Entire board configuration

Transition:

Move blank tile

Graph:

Configuration A
  ->
Configuration B
  ->
Configuration C

BFS finds the minimum number of moves.

The graph may contain thousands or millions of states, but only a small fraction are explored.

Example: Robot Navigation with Keys

Maze:

S . a
# # .
A . G

Where:

  • a is a key
  • A is a locked door

A position alone is insufficient.

These states differ:

(1,2,no key)

(1,2,have key)

The state becomes:

(row, col, keyMask)

A three-dimensional state space.

The graph search remains unchanged.

Only the state representation becomes richer.

Why State Definition Matters

Incorrect state modeling causes incorrect solutions.

Suppose we ignore keys.

(row, col)

The algorithm may conclude:

Door already passable.

which is false.

The search loses essential information.

A useful rule is:

Two situations belong to the same state only if every future decision is identical.

If future possibilities differ, the states must remain distinct.

Implicit Versus Explicit Graphs

Most state-space graphs are enormous.

Consider a chess position.

The number of possible states is astronomical.

Building the full graph is impossible.

Instead:

func neighbors(state State) []State

generates adjacent states on demand.

Search algorithms only explore reachable portions.

This approach is essential for large state spaces.

Weighted State Spaces

Some transitions cost more than others.

Example:

Walk = 1
Run = 2
Jump = 3

Now BFS is no longer correct.

The graph becomes weighted.

Dijkstra is appropriate.

The modeling process remains identical.

Only the search algorithm changes.

This flexibility is one reason shortest-path techniques are so widely applicable.

State Compression

State spaces often contain redundant information.

Consider:

10 keys

A naive representation:

[]bool

requires more memory.

A bitmask representation:

uint16

stores all keys efficiently.

0000000000
0000000001
0000000011
...

Bitmasks appear frequently in:

  • Puzzle solvers
  • Route planning
  • Dynamic programming
  • State-space search

Compact states improve both memory usage and performance.

Discussion

State-space modeling is often more difficult than the search algorithm itself.

The algorithm is usually familiar:

BFS
Dijkstra
A*

The challenge is deciding:

What is a state?

Strong problem solvers spend most of their effort on modeling rather than on implementation.

Once the correct graph exists, the search often becomes straightforward.

This pattern appears repeatedly in algorithm design.

Complexity

Suppose:

N = number of reachable states
M = number of transitions

Then:

Algorithm Complexity
BFS O(N + M)
0-1 BFS O(N + M)
Dijkstra O((N + M) log N)
A* Depends on heuristic
Bellman-Ford O(NM)

Notice that complexity depends on state count rather than the original problem description.
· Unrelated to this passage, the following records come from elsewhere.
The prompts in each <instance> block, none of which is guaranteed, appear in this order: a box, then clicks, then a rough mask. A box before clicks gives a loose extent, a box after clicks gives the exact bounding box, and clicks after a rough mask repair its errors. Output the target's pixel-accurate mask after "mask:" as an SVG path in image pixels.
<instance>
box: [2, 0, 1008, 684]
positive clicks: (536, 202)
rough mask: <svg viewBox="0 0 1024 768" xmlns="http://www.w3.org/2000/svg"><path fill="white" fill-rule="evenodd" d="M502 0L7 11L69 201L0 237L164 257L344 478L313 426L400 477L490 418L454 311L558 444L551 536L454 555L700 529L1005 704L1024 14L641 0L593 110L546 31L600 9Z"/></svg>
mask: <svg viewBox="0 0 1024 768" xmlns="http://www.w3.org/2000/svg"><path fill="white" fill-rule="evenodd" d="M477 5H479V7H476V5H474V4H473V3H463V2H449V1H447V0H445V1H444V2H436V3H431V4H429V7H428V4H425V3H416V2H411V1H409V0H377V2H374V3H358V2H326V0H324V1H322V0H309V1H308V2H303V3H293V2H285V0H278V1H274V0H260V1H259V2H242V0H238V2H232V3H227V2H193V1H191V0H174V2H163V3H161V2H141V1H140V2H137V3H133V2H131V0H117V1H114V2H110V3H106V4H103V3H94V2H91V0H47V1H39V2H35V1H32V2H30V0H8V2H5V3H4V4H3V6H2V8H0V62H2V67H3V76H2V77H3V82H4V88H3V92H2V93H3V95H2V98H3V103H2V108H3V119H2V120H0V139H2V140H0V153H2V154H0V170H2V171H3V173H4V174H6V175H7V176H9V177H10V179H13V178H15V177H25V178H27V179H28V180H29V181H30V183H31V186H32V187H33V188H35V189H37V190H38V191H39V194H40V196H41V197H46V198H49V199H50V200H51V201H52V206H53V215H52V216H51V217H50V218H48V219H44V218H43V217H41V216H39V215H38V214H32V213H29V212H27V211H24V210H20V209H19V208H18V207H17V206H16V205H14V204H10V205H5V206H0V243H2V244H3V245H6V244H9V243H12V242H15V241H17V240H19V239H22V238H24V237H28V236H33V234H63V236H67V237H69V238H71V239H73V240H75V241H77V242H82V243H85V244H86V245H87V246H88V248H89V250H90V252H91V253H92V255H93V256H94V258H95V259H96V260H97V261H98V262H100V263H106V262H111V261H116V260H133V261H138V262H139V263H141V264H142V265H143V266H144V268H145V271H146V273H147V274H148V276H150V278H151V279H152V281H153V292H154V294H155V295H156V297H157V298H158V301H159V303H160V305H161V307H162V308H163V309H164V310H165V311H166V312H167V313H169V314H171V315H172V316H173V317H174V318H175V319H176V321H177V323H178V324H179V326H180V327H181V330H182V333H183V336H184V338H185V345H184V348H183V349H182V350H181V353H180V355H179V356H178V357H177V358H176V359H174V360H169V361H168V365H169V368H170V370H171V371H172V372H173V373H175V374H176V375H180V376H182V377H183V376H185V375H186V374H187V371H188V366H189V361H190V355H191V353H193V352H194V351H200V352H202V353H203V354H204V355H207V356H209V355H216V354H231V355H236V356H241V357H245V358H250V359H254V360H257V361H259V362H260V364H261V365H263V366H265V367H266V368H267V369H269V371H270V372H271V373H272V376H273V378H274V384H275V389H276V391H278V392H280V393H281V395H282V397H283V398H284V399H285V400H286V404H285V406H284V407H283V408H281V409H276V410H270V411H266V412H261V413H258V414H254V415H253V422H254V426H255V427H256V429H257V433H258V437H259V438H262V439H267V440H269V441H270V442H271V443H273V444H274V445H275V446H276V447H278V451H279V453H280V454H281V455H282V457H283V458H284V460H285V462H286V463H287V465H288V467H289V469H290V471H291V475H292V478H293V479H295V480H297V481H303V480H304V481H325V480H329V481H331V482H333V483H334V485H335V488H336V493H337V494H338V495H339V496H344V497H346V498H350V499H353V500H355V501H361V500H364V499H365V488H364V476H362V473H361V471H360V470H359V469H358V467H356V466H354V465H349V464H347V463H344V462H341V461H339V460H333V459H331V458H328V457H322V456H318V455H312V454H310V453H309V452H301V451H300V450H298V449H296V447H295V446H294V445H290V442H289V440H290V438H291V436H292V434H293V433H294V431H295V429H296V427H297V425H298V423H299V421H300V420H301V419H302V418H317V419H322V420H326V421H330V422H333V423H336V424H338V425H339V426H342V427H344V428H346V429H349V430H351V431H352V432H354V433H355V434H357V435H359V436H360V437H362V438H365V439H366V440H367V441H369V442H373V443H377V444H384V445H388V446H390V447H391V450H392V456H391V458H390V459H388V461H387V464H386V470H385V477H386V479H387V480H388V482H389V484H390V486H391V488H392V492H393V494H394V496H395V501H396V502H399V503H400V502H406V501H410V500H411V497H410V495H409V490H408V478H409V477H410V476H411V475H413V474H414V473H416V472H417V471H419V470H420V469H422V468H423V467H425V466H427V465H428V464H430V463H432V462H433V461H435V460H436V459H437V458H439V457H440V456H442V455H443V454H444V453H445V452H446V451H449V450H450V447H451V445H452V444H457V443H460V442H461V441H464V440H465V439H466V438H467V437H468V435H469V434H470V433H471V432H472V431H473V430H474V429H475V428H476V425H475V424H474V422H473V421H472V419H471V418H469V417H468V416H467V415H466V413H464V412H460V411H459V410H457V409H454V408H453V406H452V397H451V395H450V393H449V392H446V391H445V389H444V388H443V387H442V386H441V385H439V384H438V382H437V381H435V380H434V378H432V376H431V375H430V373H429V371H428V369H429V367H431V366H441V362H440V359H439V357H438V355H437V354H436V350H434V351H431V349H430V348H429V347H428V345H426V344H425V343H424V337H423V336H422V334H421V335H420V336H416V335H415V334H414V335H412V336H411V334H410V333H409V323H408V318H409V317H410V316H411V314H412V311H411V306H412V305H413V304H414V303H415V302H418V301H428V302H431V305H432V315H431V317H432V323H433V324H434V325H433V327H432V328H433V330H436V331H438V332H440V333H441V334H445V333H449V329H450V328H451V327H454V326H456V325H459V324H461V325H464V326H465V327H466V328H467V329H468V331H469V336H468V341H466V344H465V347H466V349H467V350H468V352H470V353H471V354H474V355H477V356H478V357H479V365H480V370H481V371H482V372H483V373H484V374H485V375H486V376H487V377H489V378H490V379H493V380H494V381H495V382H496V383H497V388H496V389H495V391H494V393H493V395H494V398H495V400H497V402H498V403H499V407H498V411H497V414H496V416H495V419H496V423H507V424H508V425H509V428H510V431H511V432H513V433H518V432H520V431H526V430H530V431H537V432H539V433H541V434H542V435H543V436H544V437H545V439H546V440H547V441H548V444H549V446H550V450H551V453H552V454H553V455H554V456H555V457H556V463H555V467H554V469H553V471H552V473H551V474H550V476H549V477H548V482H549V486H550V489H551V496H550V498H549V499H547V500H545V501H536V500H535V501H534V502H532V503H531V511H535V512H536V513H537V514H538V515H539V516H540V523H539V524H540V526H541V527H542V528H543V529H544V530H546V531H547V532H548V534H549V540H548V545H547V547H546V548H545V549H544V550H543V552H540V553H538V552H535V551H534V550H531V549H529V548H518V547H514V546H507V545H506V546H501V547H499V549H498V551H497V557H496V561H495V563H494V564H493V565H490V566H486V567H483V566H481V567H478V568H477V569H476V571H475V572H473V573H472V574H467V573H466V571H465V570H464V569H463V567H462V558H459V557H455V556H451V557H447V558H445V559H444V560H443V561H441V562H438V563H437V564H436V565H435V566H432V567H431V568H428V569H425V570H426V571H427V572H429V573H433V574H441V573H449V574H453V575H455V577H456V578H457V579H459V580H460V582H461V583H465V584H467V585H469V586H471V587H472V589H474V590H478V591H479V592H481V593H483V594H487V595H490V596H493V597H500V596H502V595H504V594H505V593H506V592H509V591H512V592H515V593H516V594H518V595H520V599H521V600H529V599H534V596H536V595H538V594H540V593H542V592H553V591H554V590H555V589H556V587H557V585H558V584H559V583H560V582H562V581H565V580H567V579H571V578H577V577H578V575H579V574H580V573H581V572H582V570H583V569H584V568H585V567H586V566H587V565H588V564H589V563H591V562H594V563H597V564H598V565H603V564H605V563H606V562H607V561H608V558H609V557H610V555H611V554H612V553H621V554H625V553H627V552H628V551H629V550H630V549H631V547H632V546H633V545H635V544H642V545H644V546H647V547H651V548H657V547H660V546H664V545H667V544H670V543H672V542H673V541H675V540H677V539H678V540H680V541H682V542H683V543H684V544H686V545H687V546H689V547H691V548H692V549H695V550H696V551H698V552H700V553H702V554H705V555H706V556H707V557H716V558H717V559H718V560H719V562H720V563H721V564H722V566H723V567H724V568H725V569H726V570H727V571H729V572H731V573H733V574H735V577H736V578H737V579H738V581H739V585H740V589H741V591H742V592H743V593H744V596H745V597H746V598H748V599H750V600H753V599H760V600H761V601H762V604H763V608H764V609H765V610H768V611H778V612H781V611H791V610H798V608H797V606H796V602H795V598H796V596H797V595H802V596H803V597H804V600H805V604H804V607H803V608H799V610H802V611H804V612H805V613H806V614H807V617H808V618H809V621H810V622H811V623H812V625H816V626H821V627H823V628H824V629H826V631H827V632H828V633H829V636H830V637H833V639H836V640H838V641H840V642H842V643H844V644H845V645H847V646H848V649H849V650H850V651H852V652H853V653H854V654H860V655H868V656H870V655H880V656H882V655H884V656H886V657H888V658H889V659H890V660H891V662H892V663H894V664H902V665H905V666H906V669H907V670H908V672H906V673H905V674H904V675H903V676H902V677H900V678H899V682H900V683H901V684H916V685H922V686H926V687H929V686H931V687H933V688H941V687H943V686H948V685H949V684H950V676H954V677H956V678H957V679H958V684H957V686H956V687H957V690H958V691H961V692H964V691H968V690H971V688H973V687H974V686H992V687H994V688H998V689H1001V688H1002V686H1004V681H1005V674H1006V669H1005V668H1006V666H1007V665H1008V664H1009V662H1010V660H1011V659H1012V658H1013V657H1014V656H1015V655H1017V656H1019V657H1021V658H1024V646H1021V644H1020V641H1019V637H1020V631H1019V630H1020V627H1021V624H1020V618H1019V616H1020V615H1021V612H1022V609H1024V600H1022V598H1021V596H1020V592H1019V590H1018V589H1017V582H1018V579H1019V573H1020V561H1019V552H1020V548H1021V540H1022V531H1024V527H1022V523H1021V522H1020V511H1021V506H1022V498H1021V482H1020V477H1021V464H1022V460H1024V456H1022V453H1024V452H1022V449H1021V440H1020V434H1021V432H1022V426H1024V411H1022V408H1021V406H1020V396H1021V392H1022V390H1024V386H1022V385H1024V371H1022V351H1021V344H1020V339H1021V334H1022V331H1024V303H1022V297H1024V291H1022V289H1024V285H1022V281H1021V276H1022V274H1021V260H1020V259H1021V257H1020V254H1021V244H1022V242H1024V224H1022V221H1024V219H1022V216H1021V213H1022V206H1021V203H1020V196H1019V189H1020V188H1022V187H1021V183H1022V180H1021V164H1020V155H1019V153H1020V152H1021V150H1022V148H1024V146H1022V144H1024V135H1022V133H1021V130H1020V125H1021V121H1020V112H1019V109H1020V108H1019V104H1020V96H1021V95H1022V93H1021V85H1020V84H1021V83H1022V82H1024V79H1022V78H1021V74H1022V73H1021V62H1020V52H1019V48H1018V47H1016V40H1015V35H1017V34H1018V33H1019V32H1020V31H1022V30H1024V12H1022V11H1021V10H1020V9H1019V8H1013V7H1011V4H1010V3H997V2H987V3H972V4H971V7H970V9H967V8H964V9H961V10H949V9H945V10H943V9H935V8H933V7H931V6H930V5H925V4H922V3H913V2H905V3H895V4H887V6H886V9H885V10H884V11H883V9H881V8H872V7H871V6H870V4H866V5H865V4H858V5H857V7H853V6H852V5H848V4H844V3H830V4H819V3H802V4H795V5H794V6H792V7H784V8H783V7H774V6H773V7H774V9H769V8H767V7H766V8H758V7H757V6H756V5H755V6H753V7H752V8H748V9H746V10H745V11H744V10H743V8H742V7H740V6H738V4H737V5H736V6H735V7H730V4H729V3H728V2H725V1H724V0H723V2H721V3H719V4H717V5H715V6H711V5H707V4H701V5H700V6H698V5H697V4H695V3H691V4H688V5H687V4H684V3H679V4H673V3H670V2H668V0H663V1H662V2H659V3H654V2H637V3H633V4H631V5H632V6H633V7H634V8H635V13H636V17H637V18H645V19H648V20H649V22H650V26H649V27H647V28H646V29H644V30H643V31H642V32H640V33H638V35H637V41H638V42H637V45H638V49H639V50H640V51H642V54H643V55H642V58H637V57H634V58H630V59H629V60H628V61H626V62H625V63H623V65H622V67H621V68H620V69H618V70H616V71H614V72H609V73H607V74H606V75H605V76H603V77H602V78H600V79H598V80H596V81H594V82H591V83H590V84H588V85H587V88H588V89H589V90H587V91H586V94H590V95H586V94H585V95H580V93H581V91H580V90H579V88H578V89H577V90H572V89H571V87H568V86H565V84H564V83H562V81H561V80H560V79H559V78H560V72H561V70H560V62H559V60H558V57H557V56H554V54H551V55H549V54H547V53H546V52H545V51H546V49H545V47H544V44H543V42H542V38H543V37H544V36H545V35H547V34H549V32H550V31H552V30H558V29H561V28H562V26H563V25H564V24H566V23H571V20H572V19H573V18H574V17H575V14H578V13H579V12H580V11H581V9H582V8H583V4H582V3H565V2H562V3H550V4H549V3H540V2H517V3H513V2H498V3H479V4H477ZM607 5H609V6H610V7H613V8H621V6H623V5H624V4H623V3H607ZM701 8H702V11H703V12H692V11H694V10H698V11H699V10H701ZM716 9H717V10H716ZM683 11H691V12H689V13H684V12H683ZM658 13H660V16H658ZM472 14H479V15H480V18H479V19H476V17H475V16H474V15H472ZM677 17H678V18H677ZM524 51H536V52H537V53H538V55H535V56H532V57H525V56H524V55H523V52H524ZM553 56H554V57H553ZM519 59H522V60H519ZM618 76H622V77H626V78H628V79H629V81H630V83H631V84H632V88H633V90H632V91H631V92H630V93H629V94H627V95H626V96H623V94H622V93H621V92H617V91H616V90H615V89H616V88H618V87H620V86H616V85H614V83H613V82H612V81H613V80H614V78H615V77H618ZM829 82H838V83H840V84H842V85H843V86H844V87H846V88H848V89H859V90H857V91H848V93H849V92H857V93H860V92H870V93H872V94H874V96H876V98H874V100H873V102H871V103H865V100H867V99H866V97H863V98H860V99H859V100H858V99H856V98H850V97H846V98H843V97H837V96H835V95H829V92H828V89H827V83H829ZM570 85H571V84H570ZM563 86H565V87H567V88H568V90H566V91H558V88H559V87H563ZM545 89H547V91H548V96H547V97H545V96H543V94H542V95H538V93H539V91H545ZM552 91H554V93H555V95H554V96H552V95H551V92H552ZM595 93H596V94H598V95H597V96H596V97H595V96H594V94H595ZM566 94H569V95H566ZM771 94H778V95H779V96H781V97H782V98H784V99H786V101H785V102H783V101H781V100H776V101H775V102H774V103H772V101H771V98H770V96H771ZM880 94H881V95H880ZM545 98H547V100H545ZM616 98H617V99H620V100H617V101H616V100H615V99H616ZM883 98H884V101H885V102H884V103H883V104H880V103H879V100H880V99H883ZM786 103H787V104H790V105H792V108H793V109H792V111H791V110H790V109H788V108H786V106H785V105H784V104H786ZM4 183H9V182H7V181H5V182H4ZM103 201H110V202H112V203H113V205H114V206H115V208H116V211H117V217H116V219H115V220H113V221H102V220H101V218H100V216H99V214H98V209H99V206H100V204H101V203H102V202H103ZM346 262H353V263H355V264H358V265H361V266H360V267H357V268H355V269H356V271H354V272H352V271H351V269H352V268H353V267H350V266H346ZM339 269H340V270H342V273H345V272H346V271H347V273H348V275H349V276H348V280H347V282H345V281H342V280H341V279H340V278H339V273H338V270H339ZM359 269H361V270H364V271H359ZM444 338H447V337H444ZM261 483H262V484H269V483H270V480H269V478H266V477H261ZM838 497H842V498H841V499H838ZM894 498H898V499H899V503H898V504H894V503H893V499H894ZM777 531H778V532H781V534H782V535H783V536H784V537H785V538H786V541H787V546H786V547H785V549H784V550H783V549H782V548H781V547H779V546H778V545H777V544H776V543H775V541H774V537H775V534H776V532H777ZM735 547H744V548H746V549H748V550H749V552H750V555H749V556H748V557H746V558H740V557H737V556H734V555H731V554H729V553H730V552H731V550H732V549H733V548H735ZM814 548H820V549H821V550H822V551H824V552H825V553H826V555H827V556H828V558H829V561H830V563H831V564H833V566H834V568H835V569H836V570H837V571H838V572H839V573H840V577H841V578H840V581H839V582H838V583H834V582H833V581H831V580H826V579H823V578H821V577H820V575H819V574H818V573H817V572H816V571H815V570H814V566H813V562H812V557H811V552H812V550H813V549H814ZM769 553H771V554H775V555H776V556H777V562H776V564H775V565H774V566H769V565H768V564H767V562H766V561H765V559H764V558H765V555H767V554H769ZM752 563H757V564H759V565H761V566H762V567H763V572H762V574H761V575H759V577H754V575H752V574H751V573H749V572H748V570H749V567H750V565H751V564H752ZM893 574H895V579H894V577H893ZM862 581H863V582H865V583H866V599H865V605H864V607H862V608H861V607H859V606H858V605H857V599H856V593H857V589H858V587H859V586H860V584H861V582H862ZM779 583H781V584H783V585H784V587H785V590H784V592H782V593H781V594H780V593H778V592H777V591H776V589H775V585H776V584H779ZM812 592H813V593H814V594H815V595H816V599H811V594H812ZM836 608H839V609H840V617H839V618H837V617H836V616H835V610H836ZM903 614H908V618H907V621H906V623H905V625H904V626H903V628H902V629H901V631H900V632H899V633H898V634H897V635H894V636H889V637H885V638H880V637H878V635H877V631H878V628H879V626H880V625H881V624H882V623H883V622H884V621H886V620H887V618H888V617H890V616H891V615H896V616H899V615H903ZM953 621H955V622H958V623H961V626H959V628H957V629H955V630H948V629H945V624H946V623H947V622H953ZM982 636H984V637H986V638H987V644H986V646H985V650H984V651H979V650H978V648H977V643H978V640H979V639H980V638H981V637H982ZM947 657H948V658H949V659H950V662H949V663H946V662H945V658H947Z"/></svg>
Reducing state space is often the most important optimization.

Common Mistakes

Do not define states too narrowly. Missing information usually produces incorrect solutions.
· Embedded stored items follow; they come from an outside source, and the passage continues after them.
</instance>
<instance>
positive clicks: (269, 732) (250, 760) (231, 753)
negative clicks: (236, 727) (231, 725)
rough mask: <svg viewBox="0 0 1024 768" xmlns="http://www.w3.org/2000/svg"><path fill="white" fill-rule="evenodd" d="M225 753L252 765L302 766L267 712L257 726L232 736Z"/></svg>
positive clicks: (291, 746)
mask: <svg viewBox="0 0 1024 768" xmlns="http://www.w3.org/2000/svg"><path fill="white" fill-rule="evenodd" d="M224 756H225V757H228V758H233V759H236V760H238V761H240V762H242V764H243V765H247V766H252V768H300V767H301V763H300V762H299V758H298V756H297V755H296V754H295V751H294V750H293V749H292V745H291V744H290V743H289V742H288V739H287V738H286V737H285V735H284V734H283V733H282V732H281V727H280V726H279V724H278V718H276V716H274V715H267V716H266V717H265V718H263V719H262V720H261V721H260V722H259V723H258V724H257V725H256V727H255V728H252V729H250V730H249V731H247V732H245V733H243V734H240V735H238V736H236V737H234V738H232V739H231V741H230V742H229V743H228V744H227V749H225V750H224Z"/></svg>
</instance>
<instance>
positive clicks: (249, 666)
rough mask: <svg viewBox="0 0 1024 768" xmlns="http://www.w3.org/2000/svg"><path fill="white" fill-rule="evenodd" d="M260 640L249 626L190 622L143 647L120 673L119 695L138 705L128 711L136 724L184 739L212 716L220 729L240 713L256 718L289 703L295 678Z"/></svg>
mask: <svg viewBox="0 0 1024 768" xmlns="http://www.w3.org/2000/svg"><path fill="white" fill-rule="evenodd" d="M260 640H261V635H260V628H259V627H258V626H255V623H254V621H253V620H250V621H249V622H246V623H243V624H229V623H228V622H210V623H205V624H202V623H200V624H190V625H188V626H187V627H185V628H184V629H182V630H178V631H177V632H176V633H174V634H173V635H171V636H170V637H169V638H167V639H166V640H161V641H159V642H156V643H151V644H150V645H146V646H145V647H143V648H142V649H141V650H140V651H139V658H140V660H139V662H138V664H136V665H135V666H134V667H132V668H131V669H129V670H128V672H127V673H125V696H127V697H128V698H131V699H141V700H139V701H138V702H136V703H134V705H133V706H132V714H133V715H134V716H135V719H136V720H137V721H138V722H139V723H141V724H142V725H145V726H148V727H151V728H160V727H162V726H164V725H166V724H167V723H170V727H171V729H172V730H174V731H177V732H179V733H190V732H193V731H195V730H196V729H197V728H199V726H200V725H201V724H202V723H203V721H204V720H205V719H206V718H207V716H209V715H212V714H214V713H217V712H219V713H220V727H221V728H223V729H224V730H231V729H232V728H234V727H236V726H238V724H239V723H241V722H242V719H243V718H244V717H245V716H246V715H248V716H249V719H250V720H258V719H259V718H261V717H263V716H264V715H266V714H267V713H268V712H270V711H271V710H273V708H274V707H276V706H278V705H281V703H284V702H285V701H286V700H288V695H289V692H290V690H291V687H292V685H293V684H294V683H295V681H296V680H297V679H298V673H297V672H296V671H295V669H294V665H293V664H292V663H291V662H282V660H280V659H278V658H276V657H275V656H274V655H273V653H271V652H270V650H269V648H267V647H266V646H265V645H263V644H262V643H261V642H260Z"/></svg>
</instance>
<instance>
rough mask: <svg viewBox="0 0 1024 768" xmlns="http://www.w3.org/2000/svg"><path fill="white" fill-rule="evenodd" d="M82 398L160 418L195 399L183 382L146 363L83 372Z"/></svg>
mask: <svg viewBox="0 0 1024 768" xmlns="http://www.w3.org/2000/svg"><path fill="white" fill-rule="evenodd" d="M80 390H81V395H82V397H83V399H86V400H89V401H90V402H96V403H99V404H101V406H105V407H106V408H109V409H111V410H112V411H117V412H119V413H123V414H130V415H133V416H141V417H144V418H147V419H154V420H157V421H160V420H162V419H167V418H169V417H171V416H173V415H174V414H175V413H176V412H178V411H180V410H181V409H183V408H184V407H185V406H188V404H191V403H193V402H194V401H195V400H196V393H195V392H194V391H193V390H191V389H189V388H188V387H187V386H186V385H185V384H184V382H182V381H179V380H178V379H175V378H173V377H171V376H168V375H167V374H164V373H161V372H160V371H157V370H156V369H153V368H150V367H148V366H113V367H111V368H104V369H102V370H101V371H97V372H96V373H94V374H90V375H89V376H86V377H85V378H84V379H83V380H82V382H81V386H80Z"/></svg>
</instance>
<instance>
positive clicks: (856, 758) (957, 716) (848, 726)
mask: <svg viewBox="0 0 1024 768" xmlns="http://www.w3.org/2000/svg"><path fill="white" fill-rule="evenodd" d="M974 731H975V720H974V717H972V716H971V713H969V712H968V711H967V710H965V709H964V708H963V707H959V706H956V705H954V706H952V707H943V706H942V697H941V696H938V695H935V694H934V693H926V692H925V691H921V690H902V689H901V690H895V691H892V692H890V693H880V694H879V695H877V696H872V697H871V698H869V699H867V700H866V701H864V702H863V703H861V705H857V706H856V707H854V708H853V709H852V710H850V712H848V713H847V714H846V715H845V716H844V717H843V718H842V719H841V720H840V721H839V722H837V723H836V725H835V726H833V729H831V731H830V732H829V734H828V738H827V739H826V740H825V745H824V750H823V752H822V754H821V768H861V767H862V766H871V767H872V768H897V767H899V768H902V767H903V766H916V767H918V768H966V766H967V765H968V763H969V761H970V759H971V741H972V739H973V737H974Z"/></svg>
Do not define states too broadly. Unnecessary information causes state explosion.

Do not build the entire graph when neighbor generation is possible.

Do not ignore costs when transitions have different weights.
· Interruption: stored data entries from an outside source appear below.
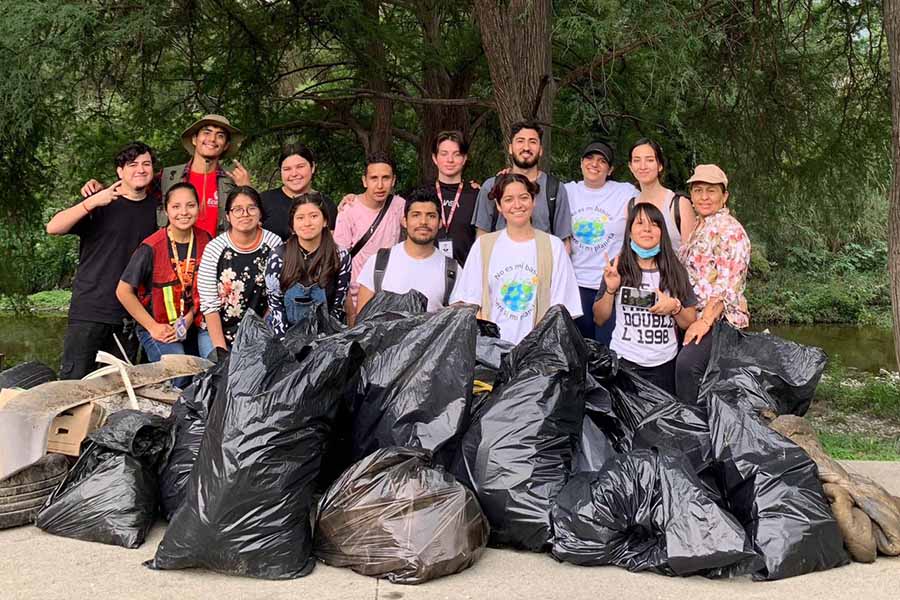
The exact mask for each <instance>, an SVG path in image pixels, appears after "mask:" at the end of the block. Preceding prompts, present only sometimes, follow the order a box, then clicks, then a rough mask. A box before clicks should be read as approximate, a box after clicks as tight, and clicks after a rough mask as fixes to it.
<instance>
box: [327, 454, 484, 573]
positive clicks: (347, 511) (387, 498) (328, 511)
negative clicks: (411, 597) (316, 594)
mask: <svg viewBox="0 0 900 600" xmlns="http://www.w3.org/2000/svg"><path fill="white" fill-rule="evenodd" d="M488 533H489V527H488V523H487V519H486V518H485V517H484V515H483V514H482V512H481V509H480V508H479V507H478V501H477V500H476V499H475V495H474V494H473V493H472V492H471V491H470V490H468V489H467V488H466V487H464V486H463V485H462V484H460V483H458V482H457V481H456V480H455V479H454V478H453V476H452V475H450V474H449V473H447V472H446V471H444V470H443V469H442V468H441V467H439V466H434V465H433V464H432V462H431V455H430V453H429V452H428V451H425V450H416V449H410V448H385V449H382V450H378V451H376V452H375V453H373V454H372V455H370V456H367V457H366V458H365V459H363V460H362V461H360V462H358V463H356V464H354V465H353V466H352V467H350V469H348V470H347V471H346V472H345V473H344V474H343V475H341V477H340V478H338V480H337V481H335V482H334V484H333V485H332V486H331V488H329V490H328V491H327V492H326V493H325V495H324V496H322V499H321V501H320V502H319V511H318V520H317V525H316V556H318V557H319V558H320V559H321V560H322V561H323V562H325V563H327V564H329V565H332V566H335V567H350V568H351V569H353V570H354V571H356V572H357V573H361V574H363V575H369V576H372V577H386V578H387V579H389V580H390V581H392V582H393V583H422V582H424V581H429V580H431V579H436V578H438V577H443V576H445V575H452V574H453V573H458V572H460V571H462V570H463V569H466V568H468V567H470V566H471V565H472V564H473V563H474V562H475V561H476V560H477V559H478V557H479V556H480V555H481V553H482V551H483V550H484V547H485V546H486V545H487V540H488Z"/></svg>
Do not forget visited-state tracking. Cycles frequently appear in state-space graphs.

Practical Applications

State-space shortest paths appear in:

  • Puzzle solving
  • Robotics
  • AI planning
  • Compiler optimization
  • Game search
  • Route planning
  • Resource scheduling
  • Configuration management
  • Automated reasoning
  • Workflow optimization

Many seemingly unrelated optimization problems are actually state-space shortest-path problems in disguise.

Takeaway

State-space modeling transforms complex optimization problems into graph-search problems. The central task is identifying states, transitions, costs, and goals. Once these elements are defined, familiar shortest-path algorithms such as BFS, Dijkstra, or A* can often solve problems that initially appear unrelated to graph theory. In practice, the quality of the state representation usually matters more than the specific search algorithm used afterward.